Platelets are essential components for hemorrhage control as evidenced by the sensitivity of the bleeding time to their function and number.⁷⁹ In vitro in static blood, clotting becomes sensitive to platelets at concentrations below 10,000/µl while effective thrombin generation during the propagation phase requires platelet counts approaching 200,000/µl.⁸⁰ Impairment of platelet function with the platelet IIbIIIa antagonists, Integrilin and Abcixamab, and with aspirin have a significant influence on the rate of thrombin generation during the propagation phase of the reaction in blood and are recognized antiocclusive pharmaceuticals^81–85 in the arterial circuit.

Platelet function is required to provide the binding sites upon which coagulation complexes are formed,^{39, 86} but in arterial flow, platelets also provide the anchor for clot location and probably contribute to flow impairment which permits extension of the clot into the lumen to produce an occlusion of the vessel.

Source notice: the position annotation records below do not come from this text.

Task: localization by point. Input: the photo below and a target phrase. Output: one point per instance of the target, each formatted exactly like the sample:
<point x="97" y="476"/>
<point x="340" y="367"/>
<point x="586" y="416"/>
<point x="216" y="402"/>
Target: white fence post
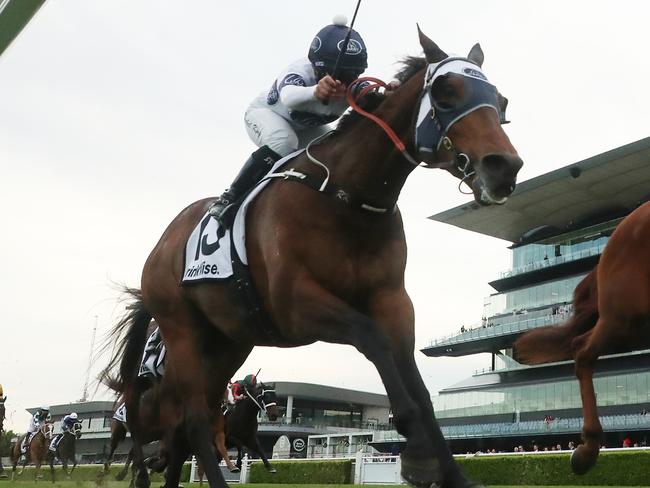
<point x="244" y="475"/>
<point x="358" y="467"/>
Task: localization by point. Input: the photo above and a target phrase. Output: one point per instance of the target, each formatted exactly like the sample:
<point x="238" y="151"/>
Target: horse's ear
<point x="431" y="50"/>
<point x="476" y="54"/>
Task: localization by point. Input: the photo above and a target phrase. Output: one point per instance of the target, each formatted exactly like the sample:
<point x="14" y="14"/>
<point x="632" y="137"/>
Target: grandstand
<point x="558" y="224"/>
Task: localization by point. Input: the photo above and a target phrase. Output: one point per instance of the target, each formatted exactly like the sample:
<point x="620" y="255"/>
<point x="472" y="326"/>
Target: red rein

In whole blood activated with Tf, the initial platelet-fibrin clot forms at thrombin concentrations of approximately 2 nM in a closed (no flow) system. Thus 2 nM thrombin seems to be a reasonable concentration which must be locally developed in a flowing system to produce a fibrin clot.

If we use 2 nM thrombin as the platelet-fibrin clot threshold,⁸⁷we can estimate the vertical height intruding into the vessel lumen that a clot might extend from the vessel wall as a function of shear (Figure 8). This analysis suggests that at (healthy) arterial flow rates clot penetration into the vessel lumen would be significantly reduced by flow dilution and inhibition as the shear rate increases. Vessel diameter thus would also play a role. Therefore from fluid mechanics-and geometry, at high shear rates, a vascular obstruction or irregularity must be present to permit development of an occlusive clot in a vessel of moderate diameter. It is likely this phenomenon and the deviation in vascular architecture associated with an atherosclerotic lesion requires the accumulation of platelets to product a “white” platelet rich clot which is also dependent on thrombin generation and fibrin accumulation. Furthermore, it is likely that architectural features which influence the shear rate in local thrombin concentrations will also influence the biophysical properties and stability of the fibrin-platelet thrombus. ⁴³

Figure 8.

A hypothetical estimate of the extent of vascular occlusion which would occur 5 mm downstream from an anchored thrombin generating catalyst (prothrombinase) in the absence of platelets. The illustration is based upon a combination of fluid mechanics analyses with empirically defined enzyme kinetics studied in a flowing system. The data suggest that in smaller vessels at high shear rates a Tf induced thrombin generation with plasma constituents alone would not lead to occlusion without another source of vascular obstruction (i.e. a platelet thrombus).

Summary

The outcome of a blood clotting event is either desirable or undesirable. All these events involve the generation of thrombin from plasma components, the participation of platelets and the local conditions associated with the vascular environment. “Good” hemostatic clots are largely relegated to the extravascular environment while pathologic occlusive clots are associated with the presentation of Tf within the vasculature. While reactions in both of these environments involve platelet function the high shear present in arterial environments requires the participation of platelets and both pathologies may involve systemic inflammatory-coagulation syndromes.⁸⁸ The varying effectiveness of the nature and intensity of anticoagulant treatment for venous and arterial thrombosis are a consequence of these biochemical cell biological and biomechanical phenomena.

Data for the contributions of the vascular anticoagulation systems i.e. Tm, EPCR, TFPI, heparan sulfate proteoglycan are not qualitatively or quantitatively established within the vasculature. The development of data regarding the concentrations of these anticoagulants in different vascular beds is essential to the meaningful evaluation of the dynamics that influence the susceptibility of an occlusive clot forming in different sites in the vascular anatomy.